A new topical antibiotic, retapamulin 1% ointment (Altabax), has recently been approved for the treatment of impetigo in adults and children. The drug is the first in a new class of antibiotics called pleuromutilins, which are produced by fungi and work by binding to a unique site of the ribosome, part of the internal workings of a bacterial cell.

Retapamulin is indicated for the treatment of localized impetigo caused by susceptible strains of Staphylococcus aureus or Streptococcus pyogenes. S aureus is responsible for about 75% to 80% of impetigo cases, and the remainder is caused by S pyogenes (group A beta-hemolytic streptococcus).

Until now, mupirocin 2% ointment (Bactroban, Centany) was the mainstay of topical therapy, but the introduction of this new antibiotic class offers new treatment options, especially in the face of increasing treatment resistance.

Unlike mupirocin, which must be applied 3 or 4 times a day for up to 12 days, retapamulin is applied only twice a day for 5 days.

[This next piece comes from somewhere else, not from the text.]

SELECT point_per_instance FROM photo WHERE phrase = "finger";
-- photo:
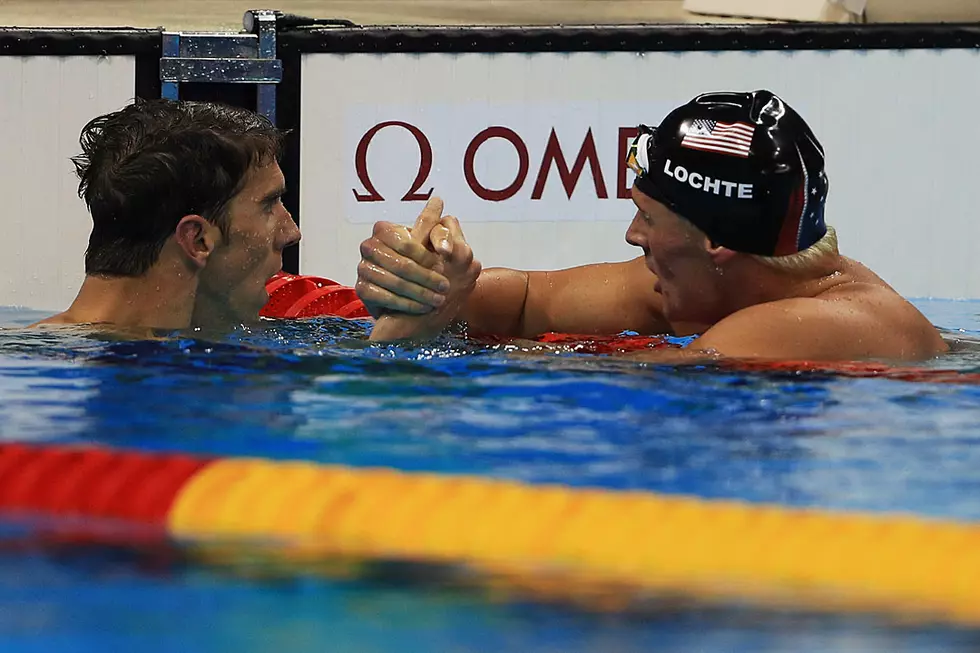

The Changing Face of Impetigo

Impetigo, a very contagious infection of the superficial skin, is the most common bacterial skin infection in children but can occur at any age. As with other types of skin infections, the elderly are more susceptible than younger adults to becoming infected with impetigo. Adult patients tend to present days, or even weeks, after the development of pruritic vesicular lesions, which are formed at the site of a minor trauma to the skin.

Impetigo begins with a big bullous lesion, but physicians rarely see that stage, since patients normally present after the bullous has popped, when they have honey-colored crusted, or red and weeping-like lesions (Figure). Lately, a lot of impetigo looks like an eczema-type rash.

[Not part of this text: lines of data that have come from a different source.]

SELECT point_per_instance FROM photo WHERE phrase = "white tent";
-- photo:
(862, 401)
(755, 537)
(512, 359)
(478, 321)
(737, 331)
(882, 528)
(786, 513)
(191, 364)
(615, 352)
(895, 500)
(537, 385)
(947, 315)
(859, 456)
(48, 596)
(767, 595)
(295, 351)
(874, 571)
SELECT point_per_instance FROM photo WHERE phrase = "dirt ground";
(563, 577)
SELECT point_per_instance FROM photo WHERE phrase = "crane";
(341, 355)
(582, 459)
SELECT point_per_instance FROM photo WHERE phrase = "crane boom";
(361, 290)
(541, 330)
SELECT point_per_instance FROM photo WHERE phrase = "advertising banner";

Figure—Impetigo in a 25-year-old man.

In fact, eczema may be a common precipitant of impetigo. It can be hard to distinguish whether the eczema is just getting redder, or if it is infection. If treated with topical steroids or topical antiinflammatory creams, and no response is seen after a few days, this is an indication of secondary infection, which likely suggests an impetigous-type infection.

Prescribing Retapamulin

Retapamulin should be used only for localized impetigo, covering up to 100 cm2 in total area in adults or up to 2% of the total body surface area in children.

In clinical studies, retapamulin was very effective against S aureus and S pyogenes, including strains resistant to existing antimicrobial agents. Clinical success rates were significantly better with retapamulin than with placebo (See Table).

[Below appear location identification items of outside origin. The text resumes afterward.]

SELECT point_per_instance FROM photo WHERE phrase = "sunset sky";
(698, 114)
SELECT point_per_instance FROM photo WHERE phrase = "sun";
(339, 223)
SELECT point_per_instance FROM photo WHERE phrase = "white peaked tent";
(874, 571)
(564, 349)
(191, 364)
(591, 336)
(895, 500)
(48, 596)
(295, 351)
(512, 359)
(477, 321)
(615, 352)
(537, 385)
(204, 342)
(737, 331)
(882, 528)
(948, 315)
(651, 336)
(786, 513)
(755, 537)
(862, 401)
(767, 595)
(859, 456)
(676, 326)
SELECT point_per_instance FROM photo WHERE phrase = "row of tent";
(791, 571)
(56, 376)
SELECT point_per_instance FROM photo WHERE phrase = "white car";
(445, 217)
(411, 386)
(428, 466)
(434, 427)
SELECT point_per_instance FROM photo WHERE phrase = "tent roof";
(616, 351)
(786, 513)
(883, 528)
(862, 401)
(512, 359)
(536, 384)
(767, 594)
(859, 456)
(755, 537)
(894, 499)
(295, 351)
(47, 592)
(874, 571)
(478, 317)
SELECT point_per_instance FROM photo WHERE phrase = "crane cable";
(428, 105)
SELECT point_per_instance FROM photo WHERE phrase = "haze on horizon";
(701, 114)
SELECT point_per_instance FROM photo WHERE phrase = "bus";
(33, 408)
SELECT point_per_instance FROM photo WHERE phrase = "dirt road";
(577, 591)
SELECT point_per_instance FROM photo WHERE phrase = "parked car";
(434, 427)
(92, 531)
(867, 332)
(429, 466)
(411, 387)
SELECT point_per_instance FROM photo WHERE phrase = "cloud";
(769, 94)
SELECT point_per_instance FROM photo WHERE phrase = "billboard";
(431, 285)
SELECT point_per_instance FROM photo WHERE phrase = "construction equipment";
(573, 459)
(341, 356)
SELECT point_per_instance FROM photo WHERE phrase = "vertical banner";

Click image for larger version.

A 56.7% difference in clinical success rate was seen compared with placebo among patients who had S aureus strains that were resistant to fusidic acid (a topical antibacterial agent not available in the United States) at baseline.

Retapamulin is considered safe and effective for the treatment of elderly patients, based on clinical trials that included 234 patients aged 65 years or older.

To prevent the development of drug resistance and to maintain the efficacy of retapamulin and other antibacterial agents, its use should be confined to the treatment or prevention of infections that are proven by culture or strongly suspected of being caused by susceptible bacteria.

Patients should be instructed to apply a thin layer of retapamulin to the affected area twice daily for 5 days. Although the treated area does not need to be covered, patients may use a sterile bandage or gauze dressing.

Because of the limited systemic exposure after topical application, dose adjustments are unnecessary when coadministered with cytochrome (CY) P 450-3A4 inhibitors, such as ketoconazole (Nizoral). Retapamulin should have little effect on the metabolism of other CYP450 substrates.

Current guidelines cite mupirocin as the best available topical therapy, but these were composed before the approval of this new class of antibiotics. Moreover, resistance to mupirocin is increasing, with a reported prevalence ranging from 5% to 15%. And although not enough data are yet available to claim that retapamulin will work in mupirocin-resistant impetigo, experts think it might do so at least for some time to come.